Liam Everett: panem et Circen

Liam Everett: panem et Circen

47, rue Saint-André des Arts Paris, 75006, France Friday, January 20, 2017–Saturday, March 4, 2017

At first, US artist Liam Everett’s Screen Paintings evoke strange maps, chaotic landscapes overrun with luminous spasms. It is impossible to establish a precise correlation between the Irish topology evoked in the captions accompanying each of the paintings and the paintings themselves. But each of the villages named here (Annadorn, Ardgroom, Cloghanmore…) is home to an important Neolithic site (dolmens, megalithic alignments, tombs). This is an important piece of information for approaching Everett’s painting, as—constructing and deconstructing, erecting and excavating—it pertains at once to the spheres of architecture and the archaeological dig.

The paintings are built up with many layers. They are the result of a long process during which the artist executes various, heterogeneous operations. He works with the canvas on the floor, or on the wall, without an easel. In this way, Everett works ‘on’ and ‘before’ it. This double positioning sets in motion a decision made not only in the visual field but also in that of the physical in space, anticipating— and so directing—the viewer’s gaze, as it is scattered in different directions, solicited by multiple interventions without a pre-established centre. On top of the application of the pictorial materials, protocols of effacement generate a ceaseless back and forth between addition and subtraction. The paintings are also subjected to the abrasive activity of natural elements (sun, wind), salt, and alcohol, which disturb the internal structure of the painting and give to the finished surface qualities at once reflective and porous, at times generating subtle anthropomorphic apparitions.

The smaller paintings in the series of Mask Paintings begin with vinyl prints glued onto wooden panels. The works are exposed directly to the sunlight, and Everett applies up to thirty layers of a thin varnish, intermittently effaced. The captions of these works (Helvine, Tinzenite…) come from mineralogy. A recurrent grid pattern encloses the composition, revealing in its interstices, like an openwork panel or an Oriental lattice, the layered strata drawing the gaze towards the interior of the painting.

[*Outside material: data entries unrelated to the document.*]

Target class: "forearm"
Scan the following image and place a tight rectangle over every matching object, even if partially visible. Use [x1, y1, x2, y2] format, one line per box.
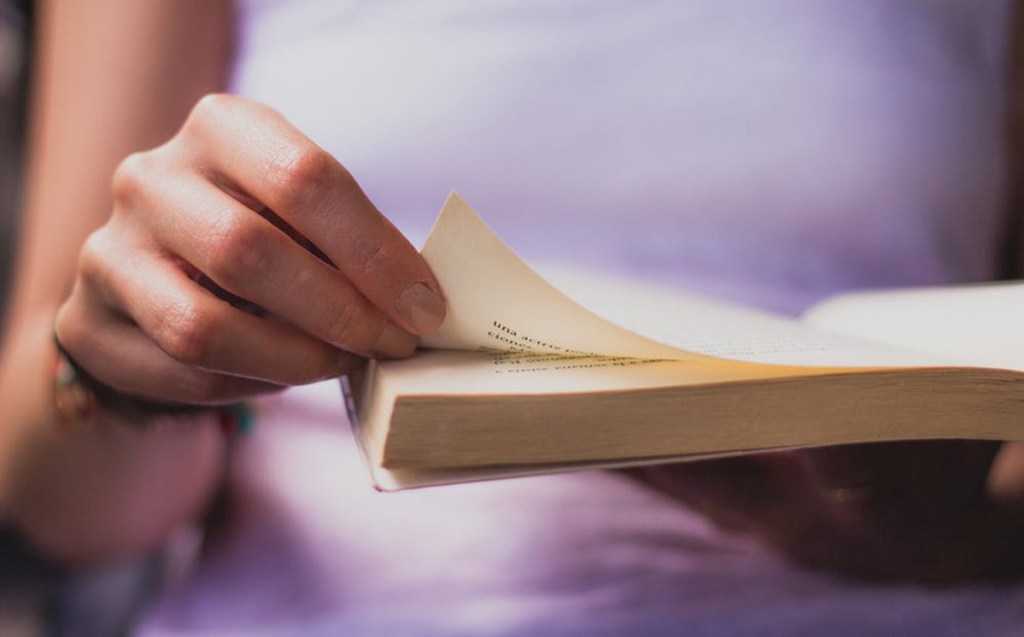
[0, 316, 224, 562]
[0, 0, 230, 559]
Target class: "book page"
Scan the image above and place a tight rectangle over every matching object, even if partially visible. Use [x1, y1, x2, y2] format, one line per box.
[421, 193, 703, 360]
[422, 194, 944, 371]
[805, 282, 1024, 371]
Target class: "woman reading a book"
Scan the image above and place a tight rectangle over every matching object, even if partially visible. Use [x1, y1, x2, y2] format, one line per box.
[0, 0, 1024, 635]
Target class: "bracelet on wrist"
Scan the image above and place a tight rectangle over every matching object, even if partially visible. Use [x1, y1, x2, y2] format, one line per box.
[53, 336, 253, 435]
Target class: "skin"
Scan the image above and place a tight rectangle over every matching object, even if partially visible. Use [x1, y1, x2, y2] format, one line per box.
[0, 0, 1021, 582]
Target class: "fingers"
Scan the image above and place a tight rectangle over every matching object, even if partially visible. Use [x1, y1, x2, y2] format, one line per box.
[175, 96, 444, 334]
[120, 178, 417, 362]
[81, 230, 368, 385]
[55, 287, 283, 406]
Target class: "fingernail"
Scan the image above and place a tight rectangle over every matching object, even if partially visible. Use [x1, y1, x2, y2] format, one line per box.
[371, 321, 419, 358]
[395, 283, 446, 334]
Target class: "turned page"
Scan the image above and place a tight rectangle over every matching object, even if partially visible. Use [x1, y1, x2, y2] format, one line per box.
[805, 282, 1024, 371]
[422, 194, 939, 367]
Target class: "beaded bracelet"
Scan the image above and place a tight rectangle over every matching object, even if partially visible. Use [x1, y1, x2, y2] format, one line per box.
[53, 336, 253, 435]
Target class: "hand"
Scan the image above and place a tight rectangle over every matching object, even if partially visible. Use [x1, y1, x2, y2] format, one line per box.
[56, 95, 444, 405]
[634, 441, 1024, 583]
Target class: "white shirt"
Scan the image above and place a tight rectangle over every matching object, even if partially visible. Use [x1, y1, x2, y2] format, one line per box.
[145, 0, 1024, 637]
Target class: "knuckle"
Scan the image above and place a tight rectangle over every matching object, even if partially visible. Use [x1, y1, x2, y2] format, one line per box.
[201, 215, 273, 291]
[327, 302, 365, 349]
[355, 240, 390, 274]
[268, 143, 337, 209]
[154, 305, 216, 367]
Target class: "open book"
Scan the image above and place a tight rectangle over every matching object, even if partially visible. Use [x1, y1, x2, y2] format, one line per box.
[344, 195, 1024, 490]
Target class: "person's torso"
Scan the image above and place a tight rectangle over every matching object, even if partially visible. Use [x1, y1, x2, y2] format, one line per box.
[147, 0, 1024, 636]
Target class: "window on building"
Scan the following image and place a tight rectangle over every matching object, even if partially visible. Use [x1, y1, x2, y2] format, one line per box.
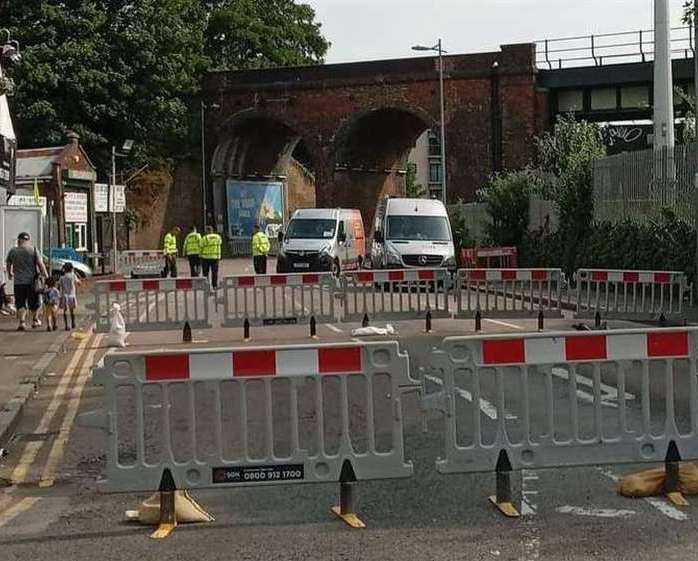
[429, 131, 441, 156]
[557, 90, 584, 113]
[591, 88, 618, 110]
[429, 162, 441, 183]
[620, 86, 650, 109]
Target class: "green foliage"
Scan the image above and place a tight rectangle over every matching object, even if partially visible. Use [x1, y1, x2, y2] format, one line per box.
[0, 0, 328, 169]
[448, 202, 475, 253]
[477, 169, 541, 246]
[537, 115, 606, 274]
[520, 209, 696, 278]
[405, 162, 426, 199]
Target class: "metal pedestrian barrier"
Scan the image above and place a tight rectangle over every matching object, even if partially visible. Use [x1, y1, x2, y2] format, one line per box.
[456, 269, 563, 318]
[94, 278, 212, 333]
[342, 269, 454, 322]
[576, 269, 688, 320]
[222, 273, 337, 327]
[423, 328, 698, 514]
[118, 250, 165, 277]
[79, 341, 419, 522]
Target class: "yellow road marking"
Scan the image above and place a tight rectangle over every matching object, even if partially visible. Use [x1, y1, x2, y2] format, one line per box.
[0, 497, 39, 528]
[39, 335, 104, 487]
[10, 330, 91, 484]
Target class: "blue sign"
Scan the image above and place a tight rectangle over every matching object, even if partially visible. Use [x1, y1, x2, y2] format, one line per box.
[226, 179, 284, 238]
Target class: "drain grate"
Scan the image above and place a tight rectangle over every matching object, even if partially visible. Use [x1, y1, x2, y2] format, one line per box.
[12, 431, 58, 442]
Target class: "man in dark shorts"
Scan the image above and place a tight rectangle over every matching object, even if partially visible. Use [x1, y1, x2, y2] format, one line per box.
[6, 232, 48, 331]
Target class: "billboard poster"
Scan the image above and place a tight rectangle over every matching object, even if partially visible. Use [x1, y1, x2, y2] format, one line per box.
[226, 179, 284, 238]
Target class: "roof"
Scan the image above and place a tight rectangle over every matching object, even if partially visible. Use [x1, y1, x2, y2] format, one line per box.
[16, 146, 64, 182]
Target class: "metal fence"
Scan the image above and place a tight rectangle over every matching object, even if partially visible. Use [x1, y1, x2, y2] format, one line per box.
[222, 273, 337, 327]
[94, 278, 212, 333]
[536, 26, 694, 70]
[594, 144, 698, 224]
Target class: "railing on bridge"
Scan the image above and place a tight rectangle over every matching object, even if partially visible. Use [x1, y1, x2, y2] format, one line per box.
[536, 26, 694, 70]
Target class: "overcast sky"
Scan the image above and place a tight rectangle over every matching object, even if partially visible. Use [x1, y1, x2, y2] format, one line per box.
[302, 0, 683, 62]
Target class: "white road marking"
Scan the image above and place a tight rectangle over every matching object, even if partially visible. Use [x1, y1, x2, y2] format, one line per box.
[552, 368, 635, 408]
[596, 468, 688, 521]
[482, 318, 523, 331]
[555, 505, 637, 518]
[425, 374, 517, 421]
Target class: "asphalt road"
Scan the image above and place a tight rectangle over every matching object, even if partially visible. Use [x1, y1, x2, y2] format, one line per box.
[0, 264, 698, 561]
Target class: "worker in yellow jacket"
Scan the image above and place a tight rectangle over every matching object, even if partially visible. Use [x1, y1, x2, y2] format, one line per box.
[200, 226, 223, 290]
[252, 224, 271, 275]
[162, 226, 181, 278]
[182, 226, 201, 277]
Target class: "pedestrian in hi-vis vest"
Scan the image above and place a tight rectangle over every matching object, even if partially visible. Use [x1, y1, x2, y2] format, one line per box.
[201, 226, 223, 290]
[252, 224, 271, 275]
[182, 226, 201, 277]
[162, 226, 181, 278]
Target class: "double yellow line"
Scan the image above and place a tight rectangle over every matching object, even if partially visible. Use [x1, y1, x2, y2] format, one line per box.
[0, 328, 104, 527]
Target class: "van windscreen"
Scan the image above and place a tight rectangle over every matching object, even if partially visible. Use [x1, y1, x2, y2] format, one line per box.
[286, 218, 337, 240]
[387, 216, 451, 242]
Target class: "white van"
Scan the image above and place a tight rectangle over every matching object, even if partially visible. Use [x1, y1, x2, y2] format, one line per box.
[371, 198, 456, 269]
[276, 208, 366, 275]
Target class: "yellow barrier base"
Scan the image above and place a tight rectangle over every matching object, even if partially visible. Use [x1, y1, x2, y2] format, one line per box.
[332, 506, 366, 530]
[489, 495, 521, 518]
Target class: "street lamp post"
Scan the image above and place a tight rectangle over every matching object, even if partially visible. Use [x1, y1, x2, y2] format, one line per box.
[201, 99, 220, 232]
[109, 139, 133, 273]
[412, 40, 448, 204]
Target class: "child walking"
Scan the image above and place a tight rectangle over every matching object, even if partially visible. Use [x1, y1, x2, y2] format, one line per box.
[44, 277, 61, 331]
[58, 263, 80, 331]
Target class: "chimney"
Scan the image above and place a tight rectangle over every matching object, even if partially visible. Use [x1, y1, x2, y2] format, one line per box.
[66, 131, 80, 146]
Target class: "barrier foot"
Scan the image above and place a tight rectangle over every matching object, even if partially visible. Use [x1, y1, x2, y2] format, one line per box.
[332, 482, 366, 529]
[664, 440, 688, 506]
[489, 450, 521, 518]
[150, 469, 177, 540]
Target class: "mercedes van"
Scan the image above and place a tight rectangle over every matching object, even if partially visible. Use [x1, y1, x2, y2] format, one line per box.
[276, 208, 366, 275]
[371, 198, 456, 269]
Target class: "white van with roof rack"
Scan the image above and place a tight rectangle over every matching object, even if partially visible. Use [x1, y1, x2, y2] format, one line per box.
[371, 198, 456, 269]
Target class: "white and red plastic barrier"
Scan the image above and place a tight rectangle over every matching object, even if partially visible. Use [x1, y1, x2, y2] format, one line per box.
[458, 269, 562, 282]
[144, 345, 363, 382]
[479, 331, 689, 366]
[577, 269, 685, 284]
[225, 273, 334, 288]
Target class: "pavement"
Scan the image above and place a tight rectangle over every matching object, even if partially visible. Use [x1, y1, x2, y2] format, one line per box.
[0, 261, 698, 561]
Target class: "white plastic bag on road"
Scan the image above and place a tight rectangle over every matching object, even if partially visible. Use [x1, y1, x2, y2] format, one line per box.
[107, 302, 128, 348]
[351, 323, 397, 337]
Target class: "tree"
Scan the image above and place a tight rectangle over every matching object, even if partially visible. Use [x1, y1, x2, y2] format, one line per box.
[0, 0, 328, 169]
[405, 162, 426, 198]
[204, 0, 330, 70]
[537, 115, 606, 274]
[477, 169, 542, 246]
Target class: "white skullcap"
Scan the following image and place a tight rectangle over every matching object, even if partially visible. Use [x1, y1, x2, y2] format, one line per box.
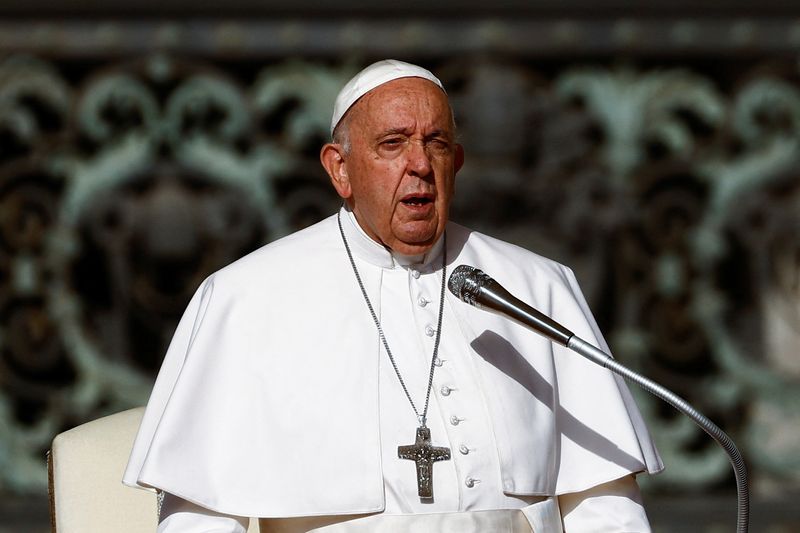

With these two new series, Everett has wanted push in the direction of subtraction the modernist concept of ‘two-dimensionality’. This twodimensionality ‘filters’ in a way the light and air so that they appear at the surface of the painting. In a first instance, it holds the painting back from divulging the long, almost alchemical series of operations the artist has subject it to, while at the same time, the effects of transparency open onto a depth making it possible to reconstitute the ‘life’ of the work. Life seems indeed to be the eminently adequate word here: the paintings feel truly alive and the process in an uninterrupted state of becoming. Everett himself says, ‘I am very interested in the possibility of a work that’s always working, instead of a work that’s been worked.’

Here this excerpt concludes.